J’ai récemment regardé un reportage consacré à Massimo Bottura (qui, soit dit en passant, ressemble étrangement à notre cher Monsieur Soler) et à sa passion sincère pour l’hospitalité. Un rappel puissant de ce que notre métier devrait être, dans son essence la plus pure. Son restaurant triplement étoilé Michelin est devenu un véritable lieu de pèlerinage gastronomique. Pourtant, il reste présent, accessible, engagé. Il incarne les valeurs fondatrices de notre secteur : le produit, le service, l’esprit d’équipe et une hospitalité innovante, profondément humaine. En le regardant, je me suis souvenu pourquoi j’aime tant cette industrie.
Puis j’ai passé le week-end de Thanksgiving sur Las Vegas Boulevard. Le contraste était saisissant — presque dérangeant.

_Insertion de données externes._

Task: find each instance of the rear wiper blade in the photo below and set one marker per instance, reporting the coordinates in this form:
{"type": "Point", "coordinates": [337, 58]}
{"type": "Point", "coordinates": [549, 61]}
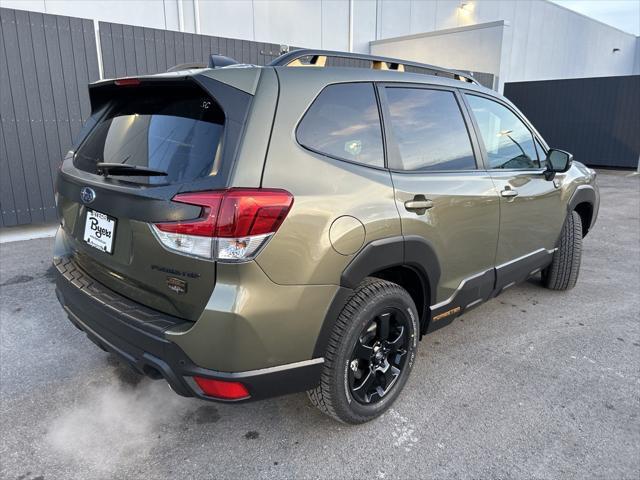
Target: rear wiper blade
{"type": "Point", "coordinates": [128, 170]}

Restaurant haut de gamme. Addition à quatre chiffres. Pourboire obligatoire de 22 % ajouté d’office. Et l’expérience ? Décevante. Cuisine correcte sans éclat, tables non débarrassées, attente interminable pour les boissons, verres vides, personnel introuvable, demandes simples ignorées. Des excuses de façade, sans véritable volonté de réparer l’erreur. Pas d’hospitalité, seulement une transaction forcée : payer cher pour un service mal exécuté. Rien à voir avec l’élégance et la générosité incarnées par Bottura.
Le lendemain, je me suis rendu aux Tower Suites du Wynn Las Vegas, établissement régulièrement récompensé par quatre ou cinq diamants Forbes, pour rejoindre des amis qui y séjournaient. Je me suis présenté à la réception pour signaler simplement que nous les attendions dans le lobby. Au lieu d’un accueil courtois, nous avons été questionnés sur notre présence, puis quasiment priés d’attendre à l’extérieur jusqu’à ce que nos amis descendent. J’ai glissé au collaborateur qu’il avait encore beaucoup à apprendre sur le sens de l’hospitalité.
Je peine à comprendre pourquoi, au nom du “luxe”, certains professionnels oublient la dignité et la grâce qui font la grandeur de notre métier. Nos amis payaient pour l’excellence d’un des établissements les plus réputés du Boulevard, et pourtant l’attitude semblait considérer les clients comme une contrainte.
Je suis lassé de cette médiocrité déguisée en luxe. Le prix ne fait pas le luxe. Le véritable luxe réside dans une hospitalité qui dépasse la simple transaction et sublime le produit.
Nous vivons à l’ère de la technologie. Mais sans élégance humaine, tout cela n’est qu’une transaction coûteuse et vide de sens.